Spencer had said that they’d lost knowledge and not known they had lost it, and that was the insidious part of the whole situation. They still thought of themselves as men of science, and they were, of course, but not as skilled, not as knowledgeable as they once had been.

That was the hell of it – they still thought they were.

They despised him now and that was all right with him. Anything was all right with him if it would help them discover a way to escape.
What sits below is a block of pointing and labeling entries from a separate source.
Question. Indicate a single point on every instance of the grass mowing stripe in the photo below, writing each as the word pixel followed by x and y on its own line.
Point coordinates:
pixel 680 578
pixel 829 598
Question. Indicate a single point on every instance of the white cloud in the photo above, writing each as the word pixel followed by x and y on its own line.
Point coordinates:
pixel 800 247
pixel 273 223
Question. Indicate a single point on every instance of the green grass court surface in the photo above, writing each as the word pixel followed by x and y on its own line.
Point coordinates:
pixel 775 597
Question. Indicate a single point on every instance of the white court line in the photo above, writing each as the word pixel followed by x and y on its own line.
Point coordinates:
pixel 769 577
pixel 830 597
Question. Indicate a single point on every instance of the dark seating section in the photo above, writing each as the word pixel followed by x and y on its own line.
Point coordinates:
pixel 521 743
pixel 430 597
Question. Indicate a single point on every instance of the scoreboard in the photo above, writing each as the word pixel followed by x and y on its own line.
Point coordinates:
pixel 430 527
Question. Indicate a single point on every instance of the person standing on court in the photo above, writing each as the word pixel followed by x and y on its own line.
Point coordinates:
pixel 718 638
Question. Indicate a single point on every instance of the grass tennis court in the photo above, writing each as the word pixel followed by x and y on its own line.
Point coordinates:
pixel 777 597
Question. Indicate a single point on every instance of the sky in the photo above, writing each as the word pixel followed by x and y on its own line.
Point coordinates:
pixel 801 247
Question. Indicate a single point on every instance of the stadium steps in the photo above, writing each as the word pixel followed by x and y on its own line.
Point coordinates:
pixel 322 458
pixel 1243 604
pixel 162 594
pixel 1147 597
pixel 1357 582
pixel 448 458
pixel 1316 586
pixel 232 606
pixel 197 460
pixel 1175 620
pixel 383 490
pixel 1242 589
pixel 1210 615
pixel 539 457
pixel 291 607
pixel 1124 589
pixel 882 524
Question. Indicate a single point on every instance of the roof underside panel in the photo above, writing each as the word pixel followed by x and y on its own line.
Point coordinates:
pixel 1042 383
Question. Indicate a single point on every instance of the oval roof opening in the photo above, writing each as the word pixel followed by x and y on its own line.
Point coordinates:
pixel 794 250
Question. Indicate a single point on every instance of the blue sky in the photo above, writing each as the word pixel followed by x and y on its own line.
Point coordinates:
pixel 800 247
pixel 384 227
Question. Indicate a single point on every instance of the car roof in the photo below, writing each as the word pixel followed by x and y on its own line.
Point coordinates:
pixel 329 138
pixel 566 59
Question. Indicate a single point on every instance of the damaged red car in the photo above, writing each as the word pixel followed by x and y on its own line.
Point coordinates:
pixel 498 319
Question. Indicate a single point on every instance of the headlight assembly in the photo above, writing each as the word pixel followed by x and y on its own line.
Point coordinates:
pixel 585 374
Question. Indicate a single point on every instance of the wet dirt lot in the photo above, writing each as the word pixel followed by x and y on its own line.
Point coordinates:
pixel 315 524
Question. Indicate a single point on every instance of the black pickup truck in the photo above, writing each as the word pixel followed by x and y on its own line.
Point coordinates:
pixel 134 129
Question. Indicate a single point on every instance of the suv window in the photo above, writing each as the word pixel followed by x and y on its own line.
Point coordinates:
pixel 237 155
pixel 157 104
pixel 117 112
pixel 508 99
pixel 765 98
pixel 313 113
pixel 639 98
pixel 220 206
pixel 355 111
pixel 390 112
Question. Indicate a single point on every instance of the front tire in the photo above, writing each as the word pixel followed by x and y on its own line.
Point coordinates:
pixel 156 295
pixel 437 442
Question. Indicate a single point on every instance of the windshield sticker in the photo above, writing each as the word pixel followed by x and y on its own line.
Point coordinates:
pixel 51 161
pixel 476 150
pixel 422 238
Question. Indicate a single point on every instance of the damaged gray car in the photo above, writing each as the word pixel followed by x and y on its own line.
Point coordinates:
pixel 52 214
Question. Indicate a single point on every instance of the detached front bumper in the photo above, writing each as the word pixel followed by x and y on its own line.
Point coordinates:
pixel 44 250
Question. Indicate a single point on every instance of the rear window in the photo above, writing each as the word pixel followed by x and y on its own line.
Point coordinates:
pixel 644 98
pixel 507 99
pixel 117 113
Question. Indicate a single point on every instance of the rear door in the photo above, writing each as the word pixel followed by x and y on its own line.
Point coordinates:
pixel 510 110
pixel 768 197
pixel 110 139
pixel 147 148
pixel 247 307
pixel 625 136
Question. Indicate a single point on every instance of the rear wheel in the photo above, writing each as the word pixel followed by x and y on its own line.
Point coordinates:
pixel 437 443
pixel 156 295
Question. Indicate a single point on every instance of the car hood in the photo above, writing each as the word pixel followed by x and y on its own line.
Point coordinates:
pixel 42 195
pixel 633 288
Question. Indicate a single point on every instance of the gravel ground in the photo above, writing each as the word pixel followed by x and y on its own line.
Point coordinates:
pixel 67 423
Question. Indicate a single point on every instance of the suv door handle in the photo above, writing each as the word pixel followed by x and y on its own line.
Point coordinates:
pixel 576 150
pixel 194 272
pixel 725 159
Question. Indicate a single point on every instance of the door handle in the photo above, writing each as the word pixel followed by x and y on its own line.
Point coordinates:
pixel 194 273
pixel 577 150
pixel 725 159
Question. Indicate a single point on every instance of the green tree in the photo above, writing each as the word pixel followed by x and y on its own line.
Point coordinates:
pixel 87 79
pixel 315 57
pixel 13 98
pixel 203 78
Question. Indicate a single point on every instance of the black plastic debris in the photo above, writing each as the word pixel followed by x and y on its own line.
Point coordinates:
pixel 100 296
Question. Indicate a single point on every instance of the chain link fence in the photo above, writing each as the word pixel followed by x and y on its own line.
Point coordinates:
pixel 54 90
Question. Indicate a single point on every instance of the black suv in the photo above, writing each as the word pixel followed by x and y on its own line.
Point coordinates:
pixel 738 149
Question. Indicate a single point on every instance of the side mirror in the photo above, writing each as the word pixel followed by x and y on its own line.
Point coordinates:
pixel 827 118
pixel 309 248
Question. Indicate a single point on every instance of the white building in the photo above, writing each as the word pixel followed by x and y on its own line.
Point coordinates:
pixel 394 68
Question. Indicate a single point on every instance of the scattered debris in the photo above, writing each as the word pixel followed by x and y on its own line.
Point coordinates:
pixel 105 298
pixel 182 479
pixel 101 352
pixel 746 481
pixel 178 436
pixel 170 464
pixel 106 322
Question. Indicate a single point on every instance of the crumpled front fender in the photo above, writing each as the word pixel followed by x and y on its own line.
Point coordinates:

Forgetfulness, he thought. All through the Galaxy, there was forgetfulness. There were explanations for that forgetfulness, very learned and astute theories on why a being should forget something it had learned. But might not all these explanations be wrong? Might it not be that forgetfulness could be traced, not to some kink within the brain, not to some psychic cause, but to thousands upon thousands of memory traps planted through the Galaxy, traps that tapped and drained and nibbled away at the mass memory of all the sentient beings which lived among the stars?

On Earth a man would forget slowly over the span of many years and that might be because the memory traps that held Earth in their orbit were very far away. But here a man forgot completely and suddenly. Might that not be because he was within the very shadow of the memory traps?

He tried to imagine Operation Mind Trap and it was a shocking concept too big for the brain to grasp. Someone came to the backwoods planets, the good-for-nothing planets, the sure-to-be-passed-by planets and set out the memory traps.

They hooked them up in series and built towers to protect them from weather or from accident, and set them operating and connected them to tanks of nutrients buried deep within the soil. Then they went away.

And years later – how many years later, a thousand, ten thousand? – they came back again and emptied the traps of the knowledge they had gathered. As a trapper sets out traps to catch animals for fur, or a fisherman should set the pots for lobsters or drag the seine for fish.

A harvest, Warren thought – a continual, never-ending harvest of the knowledge of the Galaxy.

If this were true, what kind of race would it be that set the traps? What kind of trapper would be plodding the starways, gathering his catch?

Warren’s reason shrank away from the kind of race that it would be.

The creatures undoubtedly came back again, after many years, and emptied the traps of the knowledge they had snared. That must be what they’d do, for why otherwise would they bother to set out the traps? And if they could empty the traps of the knowledge they had caught, that meant there was some way to empty them. And if the trappers themselves could drain off the knowledge, so could another race.

If you could only get inside the tower and have a chance to figure out the way, you could do the job, for probably it was a simple thing, once you had a chance to see it. But you couldn’t get inside. If you did, you were robbed of all memory and came out a squalling child. The moment you got inside, the egg grabbed onto your mind and wiped it clean and you didn’t even know why you were there or how you’d got there or where you were.